Le Parlement européen vote sur un nouveau compromis sur la réforme du marché du CO2. Les eurodéputés vont également voter sur une future taxe carbone aux frontières. Cela intervient deux semaines après avoir rejeté à la surprise générale ces textes-clés du plan climatique de l’UE.
Les eurodéputés n’avaient pas réussi à Strasbourg à s’entendre sur le calendrier de suppression des quotas gratuits aux industriels. Cela constitue un pilier de la stratégie de Bruxelles pour réduire les émissions de CO2 de l’UE.
En outre, deux autres textes (taxe carbone aux frontières, fonds social pour le climat) avaient été recalés.
Marché du carbone : un nouveau compromis ?
Un nouveau compromis, âprement renégocié entre les groupes politiques en commission, est ainsi soumis à l’ensemble des eurodéputés. Ils sont réunis à Bruxelles pour fixer leur position avant leurs pourparlers avec les États.
“Nous avons trouvé une solution en moins d’une semaine”, se félicite Pascal Canfin (Renew), président de la commission Environnement, convaincu que ce nouvel accord “équilibré” obtiendra “un vote stable et large”.
Les ministres des Vingt-Sept, eux, tenteront fin juin de s’accorder sur une position commune. Actuellement, le marché carbone européen, où s’échangent depuis 2005 les “permis à polluer”, couvre seulement 40% des émissions des Vingt-Sept.
Les eurodéputés, dans l’ensemble, approuvent son élargissement au secteur maritime, à l’aviation, aux poids lourds et aux immeubles de bureaux.
Néanmoins, l’essentiel des industriels reçoivent des “quotas gratuits” pour ne pas les défavoriser par rapport aux importations venant de pays tiers. Or, Bruxelles prévoit la disparition des quotas gratuits. Cela se fera à mesure que seront taxées aux frontières de l’UE les importations de secteurs polluants sur base du prix du CO2 européen.
Le 8 juin, le blocage s’était noué autour du calendrier. Le PPE (droite, première force du Parlement) voulait maintenir jusqu’en 2034 des quotas gratuits dans l’UE. La Commission quant à elle proposait 2035.
Une “ligne rouge” pour les Verts et S&D (sociaux-démocrates). S&D et Renew (centristes et libéraux) avaient vainement soutenu une réduction graduelle entre 2026 et 2032.
“Réalités économiques”
La nouvelle mouture, fruit d’un accord entre le PPE, S&D et Renew, prévoit finalement une baisse graduelle des quotas gratuits à partir de 2027 jusqu’à leur disparition en 2032, avec en contrepartie une progressivité accrue afin de satisfaire le PPE: les entreprises recevront ainsi encore 50% d’allocations gratuites en 2030.
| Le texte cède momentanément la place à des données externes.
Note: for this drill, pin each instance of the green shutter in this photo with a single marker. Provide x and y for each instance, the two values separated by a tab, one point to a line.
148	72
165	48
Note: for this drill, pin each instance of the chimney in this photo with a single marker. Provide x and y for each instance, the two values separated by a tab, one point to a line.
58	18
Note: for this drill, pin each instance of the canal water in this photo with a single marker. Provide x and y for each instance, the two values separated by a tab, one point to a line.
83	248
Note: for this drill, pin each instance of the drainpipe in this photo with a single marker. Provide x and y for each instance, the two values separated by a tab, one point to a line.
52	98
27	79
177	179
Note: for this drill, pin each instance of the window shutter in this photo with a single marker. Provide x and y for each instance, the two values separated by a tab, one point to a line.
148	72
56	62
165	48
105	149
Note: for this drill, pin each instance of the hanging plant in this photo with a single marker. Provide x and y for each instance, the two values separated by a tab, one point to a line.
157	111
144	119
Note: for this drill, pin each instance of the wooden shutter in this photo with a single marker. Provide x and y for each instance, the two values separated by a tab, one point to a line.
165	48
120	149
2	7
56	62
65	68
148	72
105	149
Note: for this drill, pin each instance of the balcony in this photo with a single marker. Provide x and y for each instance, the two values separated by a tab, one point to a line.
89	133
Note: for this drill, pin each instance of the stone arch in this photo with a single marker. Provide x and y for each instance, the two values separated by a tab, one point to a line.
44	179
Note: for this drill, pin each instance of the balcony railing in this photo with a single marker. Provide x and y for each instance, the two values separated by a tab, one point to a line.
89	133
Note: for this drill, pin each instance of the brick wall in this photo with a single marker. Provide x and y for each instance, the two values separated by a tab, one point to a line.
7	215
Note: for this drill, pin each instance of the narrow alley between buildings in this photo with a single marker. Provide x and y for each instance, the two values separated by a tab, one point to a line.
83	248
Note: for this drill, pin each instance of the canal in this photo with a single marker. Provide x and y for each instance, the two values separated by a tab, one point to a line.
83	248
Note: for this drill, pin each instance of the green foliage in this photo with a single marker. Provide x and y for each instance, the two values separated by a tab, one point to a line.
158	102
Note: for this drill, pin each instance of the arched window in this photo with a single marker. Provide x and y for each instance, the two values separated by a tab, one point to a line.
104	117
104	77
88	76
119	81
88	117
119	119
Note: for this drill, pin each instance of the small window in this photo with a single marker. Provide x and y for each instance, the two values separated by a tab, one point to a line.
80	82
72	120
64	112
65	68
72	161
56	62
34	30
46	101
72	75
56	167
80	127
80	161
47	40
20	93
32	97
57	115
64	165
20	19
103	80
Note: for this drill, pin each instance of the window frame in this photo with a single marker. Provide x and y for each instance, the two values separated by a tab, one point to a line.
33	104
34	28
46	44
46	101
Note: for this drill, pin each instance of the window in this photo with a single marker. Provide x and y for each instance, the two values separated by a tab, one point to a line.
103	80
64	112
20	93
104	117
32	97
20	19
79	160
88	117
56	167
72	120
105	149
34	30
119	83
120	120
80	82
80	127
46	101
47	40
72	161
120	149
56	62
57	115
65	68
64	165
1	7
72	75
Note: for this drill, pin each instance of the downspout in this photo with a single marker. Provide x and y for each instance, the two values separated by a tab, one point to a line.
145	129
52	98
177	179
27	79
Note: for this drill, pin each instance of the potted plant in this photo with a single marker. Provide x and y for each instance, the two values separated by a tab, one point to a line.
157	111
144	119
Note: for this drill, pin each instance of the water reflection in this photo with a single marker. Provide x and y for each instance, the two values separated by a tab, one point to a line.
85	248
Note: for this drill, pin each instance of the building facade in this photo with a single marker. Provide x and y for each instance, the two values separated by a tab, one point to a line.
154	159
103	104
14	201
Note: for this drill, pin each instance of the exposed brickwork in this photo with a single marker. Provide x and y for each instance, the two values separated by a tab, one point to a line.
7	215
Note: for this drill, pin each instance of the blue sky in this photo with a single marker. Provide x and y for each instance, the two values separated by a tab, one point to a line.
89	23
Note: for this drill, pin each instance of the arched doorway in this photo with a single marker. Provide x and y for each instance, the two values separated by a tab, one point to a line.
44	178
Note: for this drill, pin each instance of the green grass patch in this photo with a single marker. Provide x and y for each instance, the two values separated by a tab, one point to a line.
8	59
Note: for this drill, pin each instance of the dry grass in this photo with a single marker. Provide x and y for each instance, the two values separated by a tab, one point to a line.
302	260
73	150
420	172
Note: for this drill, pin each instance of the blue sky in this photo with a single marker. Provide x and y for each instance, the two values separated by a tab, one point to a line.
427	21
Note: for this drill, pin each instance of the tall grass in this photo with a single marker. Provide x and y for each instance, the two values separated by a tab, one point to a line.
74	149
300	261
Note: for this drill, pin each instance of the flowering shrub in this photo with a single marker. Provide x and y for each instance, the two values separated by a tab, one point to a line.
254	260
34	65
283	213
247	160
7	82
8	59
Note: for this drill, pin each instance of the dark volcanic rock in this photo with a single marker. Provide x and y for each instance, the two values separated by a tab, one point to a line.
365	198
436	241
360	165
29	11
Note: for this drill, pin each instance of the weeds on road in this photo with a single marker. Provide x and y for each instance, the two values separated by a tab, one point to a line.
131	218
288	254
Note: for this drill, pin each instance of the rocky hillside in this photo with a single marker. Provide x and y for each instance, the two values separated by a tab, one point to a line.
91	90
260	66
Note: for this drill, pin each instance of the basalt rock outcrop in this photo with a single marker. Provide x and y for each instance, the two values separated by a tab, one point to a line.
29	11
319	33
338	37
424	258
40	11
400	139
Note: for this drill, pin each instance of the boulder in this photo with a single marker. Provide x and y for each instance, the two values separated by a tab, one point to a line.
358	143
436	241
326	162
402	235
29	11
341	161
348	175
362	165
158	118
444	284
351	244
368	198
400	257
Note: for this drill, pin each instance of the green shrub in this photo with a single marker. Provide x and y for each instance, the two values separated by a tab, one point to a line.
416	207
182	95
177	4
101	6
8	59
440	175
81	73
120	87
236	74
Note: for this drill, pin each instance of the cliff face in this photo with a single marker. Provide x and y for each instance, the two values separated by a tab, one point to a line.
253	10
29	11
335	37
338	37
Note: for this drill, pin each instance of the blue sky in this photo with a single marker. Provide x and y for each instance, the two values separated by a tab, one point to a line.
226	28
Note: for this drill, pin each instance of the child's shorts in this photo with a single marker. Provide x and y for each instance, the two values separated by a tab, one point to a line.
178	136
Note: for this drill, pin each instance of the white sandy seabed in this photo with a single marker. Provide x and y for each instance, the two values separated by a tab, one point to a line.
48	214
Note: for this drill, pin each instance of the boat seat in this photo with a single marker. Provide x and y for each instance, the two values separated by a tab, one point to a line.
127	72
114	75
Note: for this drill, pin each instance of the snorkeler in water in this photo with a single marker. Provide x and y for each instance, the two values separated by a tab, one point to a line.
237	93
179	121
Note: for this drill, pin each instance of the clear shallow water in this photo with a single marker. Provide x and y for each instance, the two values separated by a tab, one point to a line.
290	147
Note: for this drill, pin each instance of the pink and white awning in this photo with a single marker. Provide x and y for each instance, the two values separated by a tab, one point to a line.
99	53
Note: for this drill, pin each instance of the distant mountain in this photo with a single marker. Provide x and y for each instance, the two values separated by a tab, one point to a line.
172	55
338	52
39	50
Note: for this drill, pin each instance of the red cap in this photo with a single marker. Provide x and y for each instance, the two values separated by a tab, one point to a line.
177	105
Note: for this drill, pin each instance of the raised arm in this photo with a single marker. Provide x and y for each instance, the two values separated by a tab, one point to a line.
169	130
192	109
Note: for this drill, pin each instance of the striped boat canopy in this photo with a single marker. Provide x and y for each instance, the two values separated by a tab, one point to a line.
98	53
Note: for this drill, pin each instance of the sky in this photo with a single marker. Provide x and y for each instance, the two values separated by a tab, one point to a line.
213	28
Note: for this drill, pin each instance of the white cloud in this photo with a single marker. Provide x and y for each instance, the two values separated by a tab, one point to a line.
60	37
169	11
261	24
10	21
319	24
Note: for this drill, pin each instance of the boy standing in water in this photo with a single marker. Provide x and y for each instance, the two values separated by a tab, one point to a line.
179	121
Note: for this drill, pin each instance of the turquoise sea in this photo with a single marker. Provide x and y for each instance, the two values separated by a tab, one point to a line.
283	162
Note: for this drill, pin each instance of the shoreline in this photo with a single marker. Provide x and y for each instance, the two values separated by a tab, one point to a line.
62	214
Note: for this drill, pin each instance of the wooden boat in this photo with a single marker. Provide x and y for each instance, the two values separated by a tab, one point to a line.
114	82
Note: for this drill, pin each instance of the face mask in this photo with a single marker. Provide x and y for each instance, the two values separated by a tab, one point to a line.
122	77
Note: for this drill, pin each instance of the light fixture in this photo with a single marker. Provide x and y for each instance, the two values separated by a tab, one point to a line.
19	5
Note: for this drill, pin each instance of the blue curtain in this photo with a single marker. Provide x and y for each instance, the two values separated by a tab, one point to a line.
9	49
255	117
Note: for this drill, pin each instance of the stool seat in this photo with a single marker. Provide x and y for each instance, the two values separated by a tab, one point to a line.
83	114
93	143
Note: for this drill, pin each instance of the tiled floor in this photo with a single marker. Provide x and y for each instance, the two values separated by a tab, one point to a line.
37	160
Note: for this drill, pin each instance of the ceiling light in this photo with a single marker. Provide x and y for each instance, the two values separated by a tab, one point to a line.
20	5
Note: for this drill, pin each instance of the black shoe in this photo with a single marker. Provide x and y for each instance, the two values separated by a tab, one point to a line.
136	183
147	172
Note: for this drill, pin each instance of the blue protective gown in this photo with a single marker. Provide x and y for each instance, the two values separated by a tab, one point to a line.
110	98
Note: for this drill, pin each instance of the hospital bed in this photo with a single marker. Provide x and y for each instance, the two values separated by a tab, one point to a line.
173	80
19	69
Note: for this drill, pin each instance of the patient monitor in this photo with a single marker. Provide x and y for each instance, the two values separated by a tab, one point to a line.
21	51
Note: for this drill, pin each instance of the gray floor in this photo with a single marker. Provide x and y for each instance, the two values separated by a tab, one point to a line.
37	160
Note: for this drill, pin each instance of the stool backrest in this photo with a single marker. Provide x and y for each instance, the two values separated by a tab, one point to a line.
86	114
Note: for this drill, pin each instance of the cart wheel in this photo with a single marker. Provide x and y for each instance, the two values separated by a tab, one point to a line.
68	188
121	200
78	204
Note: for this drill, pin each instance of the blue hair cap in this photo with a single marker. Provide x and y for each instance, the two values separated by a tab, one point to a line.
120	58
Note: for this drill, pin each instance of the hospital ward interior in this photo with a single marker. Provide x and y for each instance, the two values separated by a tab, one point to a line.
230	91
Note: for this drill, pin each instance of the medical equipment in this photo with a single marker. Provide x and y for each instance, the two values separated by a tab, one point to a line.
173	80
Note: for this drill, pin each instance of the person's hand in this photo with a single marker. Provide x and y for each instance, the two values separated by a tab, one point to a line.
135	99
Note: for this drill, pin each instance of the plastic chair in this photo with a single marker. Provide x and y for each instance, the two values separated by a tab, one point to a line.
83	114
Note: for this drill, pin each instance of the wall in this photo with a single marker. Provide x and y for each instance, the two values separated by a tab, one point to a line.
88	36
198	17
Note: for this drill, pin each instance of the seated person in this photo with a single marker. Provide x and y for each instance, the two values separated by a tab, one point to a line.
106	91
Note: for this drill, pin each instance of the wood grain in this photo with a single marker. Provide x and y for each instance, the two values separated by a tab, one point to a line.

“Nous devons décarboner en laissant aux entreprises le temps de s’adapter. Cet accord associe préoccupations climatiques et réalités économiques”, a salué le président du PPE, Manfred Weber.
Le compromis reporte le début de l’application du “mécanisme d’ajustement carbone” aux frontières à 2027 (contre 2025 initialement).
Autre concession au PPE: les sites industriels continueront de recevoir des quotas gratuits pour leur production destinée aux exportations vers des pays tiers n’ayant pas une tarification carbone comparable.
“Toutefois, ce dispositif devra être compatible avec les règles de l’Organisation mondiale du commerce et ne concerner que les installations ayant fait l’objet d’un investissement vert”, insiste Pascal Canfin.
D’autres aspects-clés restent cependant inchangés: le texte vise toujours à réduire de 63% d’ici à 2030, par rapport à 2005.
L’eurodéputée Marie Toussaint (Verts) juge le compromis “guère satisfaisant”. Il estime néanmoins que son parti à réussi à “maintenir l’essentiel pour ne pas faire de ce paquet climat une coquille vide.”
Les ONG environnementales se montraient déçues. “Les actions urgentes sont retardées: distribuer des quotas gratuits aux gros pollueurs au-delà de 2030 est un cadeau majeur sur le dos des citoyens, de la planète et des autres secteurs qui paieront la facture”, s’indigne Klaus Röhrig, de CAN Europe.
Enfin, “Cela entravera la décarbonation industrielle (…) avec un coût énorme pour notre climat et les finances publiques”, abonde Camille Maury, de WWF.